1: Current epidemiological trajectory
On 25 November, South Africa shared that they were tracking the spread of a new variant. This variant was spreading widely in Gauteng province — South Africa's most populous province, with 15.9M people — and appeared to be overtaking other variants while also driving an increase in new cases. On 26 November, WHO gave this new variant the name Omicron — and on the same day, both WHO and ECDC classified Omicron as as a variant of concern.
Now, in their most recent update on 3 December, South Africa notes that almost all provinces are seeing sustained increases — and that Gauteng is now experiencing the highest effective reproductive number and quickest sustained increase in new cases it has had thus far in the pandemic:
Here's a nice graph by John Burn-Murdoch of the FT that summarizes daily cases, test positivity, and hospital admissions in all of South Africa using data available up through yesterday, 2 December:
As you can see in the above images, all South African provinces are experiencing a rapid increase in new cases. Moreover, South Africa as a whole is seeing cases, test positivity, and hospital admissions increase on a steeper trajectory than was the case during the start of South Africa's previous three waves (note: weekly hospital admissions will be backfilled and will soon show a steeper increase than currently appears to be the case). These increases are occurring in the context of almost everyone in South Africa having at least partial immunity against SARS-CoV-2 (either vaccine-induced or due to previous infection). So, taken together, this indicates that Omicron either has a larger R0 (higher intrinsic transmission, irrespective of immunity), substantially evades immunity (reinfections of those with some immunity), or has some combination of both — more on this later.
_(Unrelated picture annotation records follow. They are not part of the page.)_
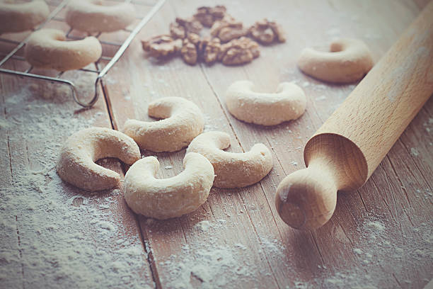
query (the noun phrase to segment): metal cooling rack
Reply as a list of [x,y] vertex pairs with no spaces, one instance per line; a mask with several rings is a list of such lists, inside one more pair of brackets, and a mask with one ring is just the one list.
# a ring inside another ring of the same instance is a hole
[[[67,5],[70,1],[71,0],[62,1],[59,4],[59,5],[52,11],[52,12],[51,12],[51,13],[48,16],[48,18],[47,18],[47,20],[44,23],[40,24],[39,26],[37,26],[35,29],[35,30],[39,30],[43,28],[47,23],[48,23],[52,20],[58,21],[64,21],[64,19],[63,18],[58,17],[57,15],[63,8],[64,8],[67,6]],[[123,1],[120,0],[120,1],[122,2]],[[104,77],[104,76],[107,74],[107,72],[108,72],[108,71],[111,69],[111,67],[112,67],[112,66],[117,62],[117,60],[119,60],[120,57],[122,57],[125,51],[129,46],[129,44],[131,44],[131,42],[132,41],[134,38],[138,34],[138,33],[146,25],[146,23],[149,22],[149,21],[154,16],[154,15],[155,15],[155,13],[162,7],[165,1],[166,0],[158,0],[155,4],[151,5],[151,4],[148,4],[146,3],[140,3],[139,1],[135,1],[133,0],[132,1],[132,0],[125,1],[125,2],[131,2],[134,5],[144,5],[146,6],[152,6],[152,8],[144,17],[138,18],[139,19],[140,19],[140,22],[134,28],[134,29],[132,30],[126,29],[126,28],[123,29],[123,30],[128,32],[129,33],[128,37],[123,42],[117,43],[117,42],[104,41],[104,40],[100,40],[100,42],[101,44],[107,45],[112,45],[112,46],[119,47],[117,49],[117,51],[116,52],[116,53],[112,57],[102,56],[96,62],[95,62],[96,69],[84,69],[84,68],[77,69],[78,71],[81,71],[81,72],[93,72],[98,74],[98,76],[96,76],[96,79],[95,81],[95,93],[93,94],[93,98],[89,102],[83,103],[81,101],[80,101],[79,92],[76,86],[75,86],[75,84],[74,84],[74,82],[69,80],[67,80],[67,79],[62,79],[62,76],[63,75],[64,72],[59,72],[56,76],[52,77],[52,76],[46,76],[44,75],[40,75],[40,74],[37,74],[35,73],[31,73],[33,69],[33,67],[30,67],[30,68],[28,68],[27,70],[25,70],[23,72],[1,68],[1,66],[11,59],[15,60],[25,61],[25,59],[23,57],[20,56],[20,55],[16,55],[16,54],[20,49],[21,49],[23,47],[24,47],[24,45],[25,45],[25,43],[28,40],[30,35],[25,38],[21,42],[14,41],[14,40],[6,39],[6,38],[2,38],[0,37],[0,42],[6,42],[6,43],[9,43],[9,44],[16,45],[15,48],[13,48],[8,54],[7,54],[3,59],[1,59],[1,60],[0,60],[0,73],[4,73],[4,74],[11,74],[11,75],[15,75],[15,76],[18,76],[30,77],[30,78],[35,79],[42,79],[42,80],[54,81],[54,82],[57,82],[57,83],[60,83],[63,84],[67,84],[71,88],[71,90],[72,91],[72,95],[74,97],[74,100],[78,104],[79,104],[80,106],[84,108],[90,108],[93,104],[95,104],[96,101],[98,101],[98,98],[99,96],[98,86],[101,82],[103,77]],[[72,32],[72,30],[73,29],[71,28],[67,33],[66,34],[67,38],[69,38],[71,40],[82,39],[82,38],[72,36],[71,35],[71,33]],[[98,38],[100,35],[101,35],[101,33],[98,33],[96,35],[93,35],[93,36]],[[107,65],[105,66],[102,69],[99,68],[100,67],[99,62],[100,60],[106,60],[109,62],[107,64]]]

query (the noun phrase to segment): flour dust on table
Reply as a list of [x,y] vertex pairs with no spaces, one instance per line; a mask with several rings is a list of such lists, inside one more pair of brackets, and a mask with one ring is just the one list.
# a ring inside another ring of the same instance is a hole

But do we really know that these increases can't be attributed to a founder effect (which we've seen before during this pandemic)? After all, at the moment South Africa is the only country that is experiencing the start of a new wave in the context of widespread Omicron circulation. While at this point last week — or even just a couple of days ago! – one might have seriously entertained this notion, it's now clear that this isn't the case. The rapid increases in South Africa have continued in tandem with Omicron overtaking Delta as the predominant variant in South Africa, and South Africa continues to experience exponential rises in the above key metrics. I assign a <1% chance to the spread of Omicron being due to a founder effect, and as such I don't even think it's worth running a Metaculus question on it.
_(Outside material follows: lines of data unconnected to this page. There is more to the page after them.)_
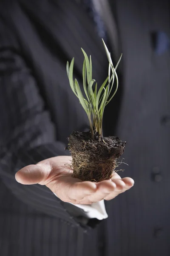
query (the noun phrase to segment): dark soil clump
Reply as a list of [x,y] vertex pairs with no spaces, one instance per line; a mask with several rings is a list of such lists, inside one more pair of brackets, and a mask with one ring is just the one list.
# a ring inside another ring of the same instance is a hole
[[116,160],[123,154],[126,142],[118,137],[101,138],[94,131],[92,139],[90,131],[74,131],[68,138],[68,148],[72,157],[72,177],[82,180],[97,182],[111,178]]

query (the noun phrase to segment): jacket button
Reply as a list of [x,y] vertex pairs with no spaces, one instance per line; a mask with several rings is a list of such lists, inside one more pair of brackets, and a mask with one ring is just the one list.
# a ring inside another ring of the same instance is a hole
[[162,177],[160,174],[155,174],[153,176],[153,180],[154,181],[159,182],[161,181],[162,179]]
[[170,124],[170,116],[163,116],[161,118],[161,124],[163,125],[165,125],[167,124]]
[[153,181],[159,182],[161,181],[162,179],[162,176],[161,175],[159,168],[158,166],[153,167],[151,173],[151,179]]
[[156,238],[161,237],[163,234],[163,230],[162,227],[157,228],[154,229],[154,236]]

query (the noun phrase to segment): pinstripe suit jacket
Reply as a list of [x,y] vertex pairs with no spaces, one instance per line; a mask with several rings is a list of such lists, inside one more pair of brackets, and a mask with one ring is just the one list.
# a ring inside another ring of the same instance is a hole
[[70,133],[88,127],[65,64],[74,56],[80,79],[82,47],[102,82],[107,61],[101,41],[73,1],[1,1],[0,255],[170,255],[170,52],[156,55],[152,44],[156,32],[170,36],[168,2],[110,2],[124,57],[121,95],[110,105],[119,118],[106,110],[105,132],[128,141],[125,172],[136,184],[105,202],[108,218],[91,228],[95,219],[80,224],[46,187],[23,186],[14,177],[23,166],[66,154]]

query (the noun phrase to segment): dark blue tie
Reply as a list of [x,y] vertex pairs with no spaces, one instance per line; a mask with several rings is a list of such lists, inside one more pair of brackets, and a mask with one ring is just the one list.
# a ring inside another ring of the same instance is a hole
[[164,53],[170,49],[170,40],[167,35],[163,31],[159,31],[156,34],[155,52],[158,55]]
[[92,0],[83,0],[83,4],[86,11],[94,20],[99,36],[107,41],[106,30],[100,14],[96,10]]

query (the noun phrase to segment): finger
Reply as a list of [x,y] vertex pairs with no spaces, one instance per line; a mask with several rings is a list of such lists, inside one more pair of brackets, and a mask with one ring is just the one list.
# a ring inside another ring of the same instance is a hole
[[131,178],[124,178],[122,180],[116,179],[113,181],[116,186],[116,189],[113,193],[108,195],[104,199],[110,200],[115,198],[119,194],[130,189],[134,184],[134,180]]
[[67,174],[51,181],[46,186],[65,202],[78,204],[85,196],[94,193],[96,189],[94,183],[82,181]]
[[127,187],[131,187],[133,186],[135,183],[134,181],[131,178],[129,178],[129,177],[126,177],[125,178],[123,178],[122,179],[123,181],[125,182],[126,184],[126,186]]
[[50,170],[39,165],[31,165],[22,168],[15,175],[18,182],[24,185],[40,183],[48,176]]
[[95,183],[82,181],[73,183],[68,191],[68,197],[71,199],[80,200],[88,195],[95,193],[97,189]]
[[116,185],[110,180],[103,180],[96,183],[97,190],[95,193],[88,197],[91,202],[99,202],[103,200],[116,188]]

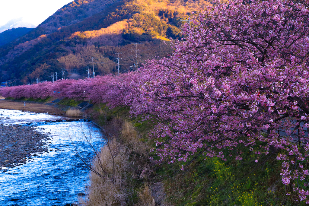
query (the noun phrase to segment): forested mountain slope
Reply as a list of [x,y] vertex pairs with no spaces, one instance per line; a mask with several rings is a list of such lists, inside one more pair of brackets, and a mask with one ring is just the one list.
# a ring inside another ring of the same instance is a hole
[[[180,35],[181,18],[202,9],[202,0],[78,0],[65,5],[23,36],[0,47],[0,81],[13,85],[50,81],[49,74],[66,69],[72,78],[87,75],[95,57],[96,74],[132,69],[171,51],[170,37]],[[134,44],[139,43],[138,45]]]
[[0,33],[0,46],[9,43],[19,37],[23,36],[33,30],[26,27],[13,28]]

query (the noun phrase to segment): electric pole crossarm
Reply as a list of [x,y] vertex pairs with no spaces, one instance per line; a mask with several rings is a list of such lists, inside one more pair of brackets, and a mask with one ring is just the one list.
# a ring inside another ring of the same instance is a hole
[[119,64],[119,60],[120,60],[121,59],[121,59],[121,58],[120,58],[119,57],[119,54],[121,54],[122,53],[116,53],[116,54],[118,54],[118,58],[116,58],[116,59],[117,59],[117,60],[118,60],[118,63],[117,64],[117,65],[118,65],[118,76],[119,76],[119,66],[120,65],[120,64]]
OK, but wait. Even if this isn't a founder effect, what if this is something specific to South Africa — as was the case for the Beta variant? We've previously seen Beta become predominant in South Africa and a few other countries in southern African while never taking off anywhere else. This is a good point, and the reasons for this having occurred remain unclear (it probably has something to do with already-high population immunity in South Africa at the time). However, this much is clear: while Beta was able to outcompete Alpha (Alpha was the predominant variant globally before Delta) and prevent it from taking hold in South Africa, it could not compete against Delta. As you can in the below graphic I've taken from CoVariants, Delta was able to almost completely displace Beta in a little over 3 months:
How long has it taken Omicron to almost completely displace Delta? Just one month.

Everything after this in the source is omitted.